志摩市にある「天の岩戸(あまのいわと)」(志摩市磯部町)の近くで毎年、威風堂々と枝木を伸ばす樹齢360年以上のオオシマザクラの一本桜「岩戸桜」に3月24日、純白の花が二輪咲いた。
アマテラスがスサノオの悪事を憂い、天の岩戸に引きこもって国中が真っ暗闇になるという神話「岩戸伝説」。その事態を打破しようと神々が相談し合い、オモイカネがアイデアを出し、アメノウズメが岩戸の前で踊る。ほかの神々が大笑いし楽しく盛り上がるとアマテラスが不思議に思い岩戸から顔を出す。その時イシコリドメが作った八咫鏡(やたのかがみ)をアメノコヤネとフトダマがアマテラスに差し出し鏡に映った自分に驚いた瞬間、アメノタヂカラオが岩戸を引き開け岩屋から出す。その舞台として知られる「天の岩戸」は全国各地に残る。伊勢志摩だけでも最低3カ所ある。

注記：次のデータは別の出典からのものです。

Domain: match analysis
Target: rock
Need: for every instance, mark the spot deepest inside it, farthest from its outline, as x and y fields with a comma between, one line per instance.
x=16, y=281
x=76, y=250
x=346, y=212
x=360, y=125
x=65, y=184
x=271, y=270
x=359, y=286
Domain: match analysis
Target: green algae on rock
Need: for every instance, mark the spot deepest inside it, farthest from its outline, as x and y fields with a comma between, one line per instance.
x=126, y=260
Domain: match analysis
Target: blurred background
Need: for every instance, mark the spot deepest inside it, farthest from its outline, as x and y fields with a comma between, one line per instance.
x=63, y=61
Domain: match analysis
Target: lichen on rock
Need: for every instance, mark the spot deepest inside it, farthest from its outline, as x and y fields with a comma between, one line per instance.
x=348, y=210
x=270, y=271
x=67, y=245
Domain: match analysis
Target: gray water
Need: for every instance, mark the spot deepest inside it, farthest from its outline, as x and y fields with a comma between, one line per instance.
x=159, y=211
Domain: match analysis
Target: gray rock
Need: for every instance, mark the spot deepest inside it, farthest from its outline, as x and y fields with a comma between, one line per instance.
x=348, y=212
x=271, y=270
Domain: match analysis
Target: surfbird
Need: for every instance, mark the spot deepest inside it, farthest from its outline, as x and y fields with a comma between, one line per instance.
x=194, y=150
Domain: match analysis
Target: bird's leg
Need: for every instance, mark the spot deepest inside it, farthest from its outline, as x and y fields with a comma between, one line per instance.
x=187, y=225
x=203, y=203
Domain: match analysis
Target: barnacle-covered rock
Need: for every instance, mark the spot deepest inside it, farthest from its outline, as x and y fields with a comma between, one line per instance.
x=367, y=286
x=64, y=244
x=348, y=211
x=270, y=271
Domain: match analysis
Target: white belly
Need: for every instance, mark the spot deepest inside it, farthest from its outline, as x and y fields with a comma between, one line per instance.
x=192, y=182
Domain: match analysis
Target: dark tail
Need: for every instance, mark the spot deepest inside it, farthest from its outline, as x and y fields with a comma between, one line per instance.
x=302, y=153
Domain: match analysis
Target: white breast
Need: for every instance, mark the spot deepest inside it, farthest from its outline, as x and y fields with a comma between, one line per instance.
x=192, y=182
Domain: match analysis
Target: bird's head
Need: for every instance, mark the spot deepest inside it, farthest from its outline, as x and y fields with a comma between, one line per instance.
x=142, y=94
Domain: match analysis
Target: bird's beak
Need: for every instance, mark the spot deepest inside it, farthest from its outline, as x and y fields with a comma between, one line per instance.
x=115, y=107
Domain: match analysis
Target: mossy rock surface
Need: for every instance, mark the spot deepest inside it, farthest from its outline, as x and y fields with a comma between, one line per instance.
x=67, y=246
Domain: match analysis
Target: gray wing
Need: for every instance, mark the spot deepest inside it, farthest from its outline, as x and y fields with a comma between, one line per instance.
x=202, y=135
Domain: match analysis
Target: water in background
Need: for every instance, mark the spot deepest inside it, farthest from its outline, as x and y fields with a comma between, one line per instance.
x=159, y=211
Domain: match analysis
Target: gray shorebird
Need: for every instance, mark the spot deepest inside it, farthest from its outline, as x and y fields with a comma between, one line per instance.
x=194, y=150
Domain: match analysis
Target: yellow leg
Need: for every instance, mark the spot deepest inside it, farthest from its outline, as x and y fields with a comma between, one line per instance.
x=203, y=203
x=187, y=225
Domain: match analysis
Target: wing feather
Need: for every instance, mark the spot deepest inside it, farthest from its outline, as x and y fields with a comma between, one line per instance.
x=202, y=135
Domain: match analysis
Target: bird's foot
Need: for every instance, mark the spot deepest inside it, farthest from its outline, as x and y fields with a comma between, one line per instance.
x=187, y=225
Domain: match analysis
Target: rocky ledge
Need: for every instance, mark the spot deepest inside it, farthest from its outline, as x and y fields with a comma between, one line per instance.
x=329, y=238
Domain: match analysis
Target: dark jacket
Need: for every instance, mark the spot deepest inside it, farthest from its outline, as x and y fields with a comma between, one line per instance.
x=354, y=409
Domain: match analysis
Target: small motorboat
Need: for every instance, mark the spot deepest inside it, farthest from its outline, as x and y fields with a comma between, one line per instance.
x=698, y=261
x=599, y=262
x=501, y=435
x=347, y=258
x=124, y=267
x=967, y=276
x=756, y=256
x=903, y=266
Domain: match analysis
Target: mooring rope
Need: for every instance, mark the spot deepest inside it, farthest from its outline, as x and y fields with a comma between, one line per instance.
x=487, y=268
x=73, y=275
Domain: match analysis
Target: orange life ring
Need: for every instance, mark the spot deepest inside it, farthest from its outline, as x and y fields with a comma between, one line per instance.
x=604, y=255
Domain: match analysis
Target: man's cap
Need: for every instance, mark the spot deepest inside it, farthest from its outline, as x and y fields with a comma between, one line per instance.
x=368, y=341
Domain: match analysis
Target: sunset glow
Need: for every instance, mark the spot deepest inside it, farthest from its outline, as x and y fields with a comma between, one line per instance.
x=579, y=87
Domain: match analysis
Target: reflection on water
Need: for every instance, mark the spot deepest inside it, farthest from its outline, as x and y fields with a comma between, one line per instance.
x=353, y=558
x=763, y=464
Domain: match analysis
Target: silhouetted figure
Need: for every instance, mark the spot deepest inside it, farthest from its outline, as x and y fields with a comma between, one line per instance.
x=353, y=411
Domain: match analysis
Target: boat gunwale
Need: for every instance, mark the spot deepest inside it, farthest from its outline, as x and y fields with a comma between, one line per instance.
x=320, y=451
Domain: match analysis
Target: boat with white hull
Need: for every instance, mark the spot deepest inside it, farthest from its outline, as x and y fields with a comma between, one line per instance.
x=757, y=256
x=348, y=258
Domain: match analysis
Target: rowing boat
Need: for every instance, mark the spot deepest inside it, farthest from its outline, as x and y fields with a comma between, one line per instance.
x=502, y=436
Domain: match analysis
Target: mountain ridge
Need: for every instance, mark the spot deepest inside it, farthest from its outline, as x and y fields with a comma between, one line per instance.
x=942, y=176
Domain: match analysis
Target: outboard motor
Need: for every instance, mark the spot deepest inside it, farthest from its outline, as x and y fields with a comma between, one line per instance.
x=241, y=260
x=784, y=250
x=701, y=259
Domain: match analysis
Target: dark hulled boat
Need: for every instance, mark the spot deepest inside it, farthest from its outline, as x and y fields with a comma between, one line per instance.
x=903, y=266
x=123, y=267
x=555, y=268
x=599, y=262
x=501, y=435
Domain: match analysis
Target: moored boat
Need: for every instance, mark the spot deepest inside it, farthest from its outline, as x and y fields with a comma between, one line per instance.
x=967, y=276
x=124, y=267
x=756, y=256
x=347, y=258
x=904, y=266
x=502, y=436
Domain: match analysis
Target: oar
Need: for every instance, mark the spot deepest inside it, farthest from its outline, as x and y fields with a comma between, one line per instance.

人里離れた場所にある「天の岩戸」は、伊勢神宮の森で守られた山裾にあり、そこから流れる水は名水百選(1985年)に選ばれ、昨年「名水サミット」が同市内で開催された。「ミキモトパール」を世界ブランドに育て「真珠王」となった御木本幸吉は、「天の岩戸」への参拝を欠かさなかった。
「岩戸桜」は、江戸中期に書かれた当時の観光ガイドブック「伊勢参宮名所図会」(1797年)巻五の「家建(やたて)の茶屋」の挿絵の中にも描かれ、樹齢360年以上といわれている。品種はオオシマザクラで純白の花と同時に緑の若葉を伴って咲き、さらに雄しべが花弁のように変化し旗状になる珍しい「ハタザクラ」でもある。
24日時点では二輪の花が咲いていたが、つぼみは全ての枝に付き大きく膨らんでいる。天気が良ければ月末ごろには満開になる。4月2日には、「岩戸桜」の前で恵利原早餅つき保存会(同)による早餅つきと「天の岩戸」から湧き出る名水を使いたてる抹茶の振る舞い「桜と餅と名水を楽しむ会」、写真展「前恵利原区長・前橋幸美遺作展」が行われる。早餅つきは11時~、12時~、13時~、14時~の計4回を予定。
恵利原早餅つき保存会メンバーで、伊勢神宮別宮「伊雑宮(いざわのみや)」(同)の日本三大御田植祭・国の重要無形民俗文化財に指定されている「磯部の御神田(おみた)」のプロデューサー的役割の師匠を務める谷崎豊さんは「樹齢360年以上のオオシマザクラが満開になると圧巻。早餅つきを行うので当日飛び入り参加して、一緒について、つきたての餅を食べていただければ」と呼び掛ける。